La blockchain, qu’on ne présente déjà plus, consiste essentiellement en un registre de transactions décentralisé. Contrairement aux bases de données classiques, elle repose sur un réseau peer-to-peer et ne peut ainsi pas être contrôlée par un ou plusieurs acteur(s) centralisé(s).

Benoît Merkt

Les transactions enregistrées dans la blockchain sont donc quasi-immuables, de telle sorte que le meilleur atout de cette technologie réside dans la confiance qu’elle offre en la véracité de ses données.

Si la fiabilité et l’automatisme inhérents à la blockchain ouvrent de belles opportunités au bénéfice tant des entreprises que des consommateurs, cette technologie disruptive n’échappe pas pour autant à l’application du droit de la concurrence, comme l’illustrent deux exemples exposés ci-après.

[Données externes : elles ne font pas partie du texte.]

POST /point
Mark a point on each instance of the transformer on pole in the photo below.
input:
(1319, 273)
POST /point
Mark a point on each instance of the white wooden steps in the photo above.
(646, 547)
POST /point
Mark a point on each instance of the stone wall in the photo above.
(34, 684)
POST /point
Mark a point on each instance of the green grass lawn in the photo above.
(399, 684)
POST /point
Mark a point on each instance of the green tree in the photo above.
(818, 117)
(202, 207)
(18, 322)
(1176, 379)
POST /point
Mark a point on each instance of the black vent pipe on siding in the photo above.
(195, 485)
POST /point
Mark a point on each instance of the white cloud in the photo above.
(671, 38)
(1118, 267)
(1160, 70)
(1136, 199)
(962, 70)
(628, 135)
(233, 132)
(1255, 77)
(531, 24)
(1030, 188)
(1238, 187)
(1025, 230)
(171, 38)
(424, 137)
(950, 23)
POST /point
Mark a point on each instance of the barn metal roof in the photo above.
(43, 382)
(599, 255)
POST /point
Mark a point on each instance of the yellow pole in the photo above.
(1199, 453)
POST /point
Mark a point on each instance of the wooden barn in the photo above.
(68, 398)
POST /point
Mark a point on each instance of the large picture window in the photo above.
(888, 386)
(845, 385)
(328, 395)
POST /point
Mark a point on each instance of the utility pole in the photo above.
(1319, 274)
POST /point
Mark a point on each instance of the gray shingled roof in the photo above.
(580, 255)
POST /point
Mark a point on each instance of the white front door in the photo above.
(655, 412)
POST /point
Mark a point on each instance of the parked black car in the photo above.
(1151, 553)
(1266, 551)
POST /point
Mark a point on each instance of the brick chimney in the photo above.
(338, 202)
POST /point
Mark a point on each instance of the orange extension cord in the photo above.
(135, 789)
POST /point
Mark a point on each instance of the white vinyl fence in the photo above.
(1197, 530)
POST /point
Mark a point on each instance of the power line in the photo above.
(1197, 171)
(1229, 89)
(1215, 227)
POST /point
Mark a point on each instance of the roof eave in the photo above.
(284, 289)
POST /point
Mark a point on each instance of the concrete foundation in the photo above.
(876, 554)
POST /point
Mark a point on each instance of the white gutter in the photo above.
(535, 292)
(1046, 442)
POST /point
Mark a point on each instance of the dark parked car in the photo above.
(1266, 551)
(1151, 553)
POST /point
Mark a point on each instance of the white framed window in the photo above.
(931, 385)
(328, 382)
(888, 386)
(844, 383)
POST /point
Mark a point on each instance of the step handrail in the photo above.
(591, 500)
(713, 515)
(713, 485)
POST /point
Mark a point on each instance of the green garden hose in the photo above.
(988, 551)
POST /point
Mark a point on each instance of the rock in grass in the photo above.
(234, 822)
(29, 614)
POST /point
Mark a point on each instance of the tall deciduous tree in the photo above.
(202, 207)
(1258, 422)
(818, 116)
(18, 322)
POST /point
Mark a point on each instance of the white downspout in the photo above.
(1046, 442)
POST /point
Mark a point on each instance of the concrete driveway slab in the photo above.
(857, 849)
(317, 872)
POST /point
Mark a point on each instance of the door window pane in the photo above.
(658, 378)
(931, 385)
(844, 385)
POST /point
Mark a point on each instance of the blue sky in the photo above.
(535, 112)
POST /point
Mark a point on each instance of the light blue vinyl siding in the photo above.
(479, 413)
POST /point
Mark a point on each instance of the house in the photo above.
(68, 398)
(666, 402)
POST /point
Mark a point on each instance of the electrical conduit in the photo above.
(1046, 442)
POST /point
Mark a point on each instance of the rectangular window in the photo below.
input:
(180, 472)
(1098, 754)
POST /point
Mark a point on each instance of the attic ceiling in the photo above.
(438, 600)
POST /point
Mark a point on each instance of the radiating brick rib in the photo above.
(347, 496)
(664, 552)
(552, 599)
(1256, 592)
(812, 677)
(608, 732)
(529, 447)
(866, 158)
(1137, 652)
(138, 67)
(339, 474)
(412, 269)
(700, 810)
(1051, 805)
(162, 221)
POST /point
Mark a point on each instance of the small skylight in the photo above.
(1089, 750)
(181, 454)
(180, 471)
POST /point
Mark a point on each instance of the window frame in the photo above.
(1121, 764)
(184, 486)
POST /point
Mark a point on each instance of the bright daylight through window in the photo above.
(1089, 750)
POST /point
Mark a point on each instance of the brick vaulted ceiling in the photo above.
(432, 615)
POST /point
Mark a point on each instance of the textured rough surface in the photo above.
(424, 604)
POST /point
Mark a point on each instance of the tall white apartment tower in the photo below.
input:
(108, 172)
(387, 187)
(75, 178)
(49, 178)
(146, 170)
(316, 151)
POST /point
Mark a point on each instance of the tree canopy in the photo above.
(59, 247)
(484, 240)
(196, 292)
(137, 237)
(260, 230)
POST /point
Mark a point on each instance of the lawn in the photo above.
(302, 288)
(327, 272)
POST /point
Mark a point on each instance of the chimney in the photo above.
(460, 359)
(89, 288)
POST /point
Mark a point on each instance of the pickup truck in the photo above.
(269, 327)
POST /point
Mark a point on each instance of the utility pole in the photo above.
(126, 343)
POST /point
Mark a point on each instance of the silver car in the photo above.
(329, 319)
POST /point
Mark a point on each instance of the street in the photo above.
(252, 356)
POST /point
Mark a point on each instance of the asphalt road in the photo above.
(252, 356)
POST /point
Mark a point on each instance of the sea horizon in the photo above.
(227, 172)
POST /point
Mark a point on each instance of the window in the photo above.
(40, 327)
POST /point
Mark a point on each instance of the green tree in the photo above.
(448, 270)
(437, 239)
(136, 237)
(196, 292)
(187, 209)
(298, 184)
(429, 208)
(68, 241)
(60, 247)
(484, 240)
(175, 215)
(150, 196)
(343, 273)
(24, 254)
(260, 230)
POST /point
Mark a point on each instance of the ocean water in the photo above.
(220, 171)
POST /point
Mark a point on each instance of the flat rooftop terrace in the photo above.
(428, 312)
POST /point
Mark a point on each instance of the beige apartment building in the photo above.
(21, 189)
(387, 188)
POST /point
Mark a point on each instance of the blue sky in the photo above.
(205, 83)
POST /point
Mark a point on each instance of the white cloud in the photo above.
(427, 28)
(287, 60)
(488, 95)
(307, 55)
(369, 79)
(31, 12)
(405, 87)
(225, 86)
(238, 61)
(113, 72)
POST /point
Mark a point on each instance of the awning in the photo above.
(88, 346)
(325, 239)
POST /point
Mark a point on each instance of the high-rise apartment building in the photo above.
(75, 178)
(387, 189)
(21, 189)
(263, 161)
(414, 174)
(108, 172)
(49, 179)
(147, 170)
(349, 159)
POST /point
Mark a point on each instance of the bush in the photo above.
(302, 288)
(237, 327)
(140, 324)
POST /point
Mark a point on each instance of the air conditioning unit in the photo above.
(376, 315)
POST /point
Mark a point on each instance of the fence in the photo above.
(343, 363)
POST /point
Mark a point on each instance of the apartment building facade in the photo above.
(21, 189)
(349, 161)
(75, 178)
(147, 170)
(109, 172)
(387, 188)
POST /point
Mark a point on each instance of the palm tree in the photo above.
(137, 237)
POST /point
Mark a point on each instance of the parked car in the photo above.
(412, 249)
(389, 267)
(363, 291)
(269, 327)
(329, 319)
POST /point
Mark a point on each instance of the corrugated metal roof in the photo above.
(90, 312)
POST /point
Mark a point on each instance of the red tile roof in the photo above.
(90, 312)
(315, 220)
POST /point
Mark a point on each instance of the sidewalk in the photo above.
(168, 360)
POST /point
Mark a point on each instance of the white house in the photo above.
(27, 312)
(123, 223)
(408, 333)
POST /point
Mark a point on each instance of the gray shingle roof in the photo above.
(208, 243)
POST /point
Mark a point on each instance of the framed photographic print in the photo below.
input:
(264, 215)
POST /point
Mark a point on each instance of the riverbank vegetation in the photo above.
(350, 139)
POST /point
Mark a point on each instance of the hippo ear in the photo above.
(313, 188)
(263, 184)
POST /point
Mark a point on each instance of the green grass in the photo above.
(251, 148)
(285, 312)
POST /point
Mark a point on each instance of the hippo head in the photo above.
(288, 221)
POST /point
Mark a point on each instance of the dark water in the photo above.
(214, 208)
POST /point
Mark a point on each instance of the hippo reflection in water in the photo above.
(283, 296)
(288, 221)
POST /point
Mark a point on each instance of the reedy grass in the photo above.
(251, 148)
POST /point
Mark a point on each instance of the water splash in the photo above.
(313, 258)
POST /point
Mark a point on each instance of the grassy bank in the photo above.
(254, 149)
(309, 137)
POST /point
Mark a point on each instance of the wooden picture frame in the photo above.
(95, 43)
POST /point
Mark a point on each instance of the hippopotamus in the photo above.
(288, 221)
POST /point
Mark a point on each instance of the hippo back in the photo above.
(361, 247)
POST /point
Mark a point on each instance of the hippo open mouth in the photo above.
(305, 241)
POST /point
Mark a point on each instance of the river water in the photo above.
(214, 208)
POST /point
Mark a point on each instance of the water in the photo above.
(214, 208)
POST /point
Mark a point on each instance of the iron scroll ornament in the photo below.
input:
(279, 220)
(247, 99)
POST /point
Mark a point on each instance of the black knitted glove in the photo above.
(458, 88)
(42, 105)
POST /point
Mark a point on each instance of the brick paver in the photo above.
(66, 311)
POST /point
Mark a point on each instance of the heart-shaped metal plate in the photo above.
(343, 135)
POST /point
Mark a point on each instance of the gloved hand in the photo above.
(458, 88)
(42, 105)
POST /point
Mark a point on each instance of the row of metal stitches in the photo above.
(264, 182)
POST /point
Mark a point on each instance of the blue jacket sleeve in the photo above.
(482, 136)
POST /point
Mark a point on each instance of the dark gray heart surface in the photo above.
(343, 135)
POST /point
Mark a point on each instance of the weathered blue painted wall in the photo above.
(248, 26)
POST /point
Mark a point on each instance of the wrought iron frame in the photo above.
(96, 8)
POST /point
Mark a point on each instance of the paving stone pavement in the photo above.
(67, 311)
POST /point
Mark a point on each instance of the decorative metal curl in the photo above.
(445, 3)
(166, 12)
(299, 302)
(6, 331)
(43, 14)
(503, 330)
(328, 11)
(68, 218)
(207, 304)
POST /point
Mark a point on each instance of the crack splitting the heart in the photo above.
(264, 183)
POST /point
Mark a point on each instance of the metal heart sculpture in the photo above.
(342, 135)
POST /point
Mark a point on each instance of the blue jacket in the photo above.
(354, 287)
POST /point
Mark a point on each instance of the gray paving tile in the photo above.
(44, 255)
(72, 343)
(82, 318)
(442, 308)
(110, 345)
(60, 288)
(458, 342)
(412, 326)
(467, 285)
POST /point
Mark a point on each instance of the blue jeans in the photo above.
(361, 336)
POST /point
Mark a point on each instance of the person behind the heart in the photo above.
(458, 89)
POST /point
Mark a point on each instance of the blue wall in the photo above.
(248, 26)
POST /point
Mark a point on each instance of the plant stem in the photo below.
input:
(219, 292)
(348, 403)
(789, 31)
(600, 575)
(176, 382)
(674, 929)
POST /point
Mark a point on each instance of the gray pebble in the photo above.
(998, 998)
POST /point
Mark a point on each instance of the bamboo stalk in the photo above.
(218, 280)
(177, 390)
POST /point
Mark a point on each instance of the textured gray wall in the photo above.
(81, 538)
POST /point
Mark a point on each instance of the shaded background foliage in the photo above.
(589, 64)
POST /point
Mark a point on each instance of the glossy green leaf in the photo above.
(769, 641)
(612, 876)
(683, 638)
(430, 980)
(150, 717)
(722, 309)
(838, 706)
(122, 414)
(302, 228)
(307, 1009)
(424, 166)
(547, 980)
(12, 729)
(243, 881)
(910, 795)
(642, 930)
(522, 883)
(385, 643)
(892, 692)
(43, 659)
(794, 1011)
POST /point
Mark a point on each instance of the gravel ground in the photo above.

Plusieurs entreprises, cas échéant concurrentes, peuvent avoir recours à la blockchain pour gérer leurs transactions. Les informations enregistrées dans la blockchain pourraient alors être accessibles à tous ses utilisateurs. Or, l’échange d’informations entre concurrents peut constituer une pratique concertée interdite en droit de la concurrence. Il convient dès lors de veiller à ce que les informations inscrites dans la blockchain ne transgressent pas les règles régissant de tels échanges, notamment en évitant de rendre accessible à des concurrents des informations sensibles ayant trait par exemple aux mécanismes de fixation des prix.

Une autre illustration est la création d’une blockchain fermée, soit une blockchain qu’un externe ne peut rejoindre que moyennant l’accord de son propriétaire. Selon le succès rencontré et les fonctionnalités offertes, l’accès à cette blockchain pourrait devenir incontournable pour rester compétitif sur certains marchés concernés par ladite blockchain. Dans une telle hypothèse, la blockchain en question pourrait conférer à son propriétaire une position dominante sur les marchés susmentionnés, en lui permettant quasiment de choisir quelles entreprises peuvent accéder à ces marchés.

Dans ce cas, le refus d’intégrer une entreprise à la blockchain ou l’application de critères d’entrée différenciés selon les candidats pourraient constituer des cas d’abus de position dominante potentiellement contraires au droit de la concurrence.

La casuistique des autorités de la concurrence en lien avec la blockchain en est à ce jour encore à ses balbutiements. Il y a toutefois tout lieu de penser que la Commission de la concurrence pourrait s’intéresser aux implications du droit de la concurrence dans les cas où la blockchain est mise en oeuvre par des entreprises concurrentes ou lorsqu’une blockchain confère à son ou ses propriétaire(s) une position dominante.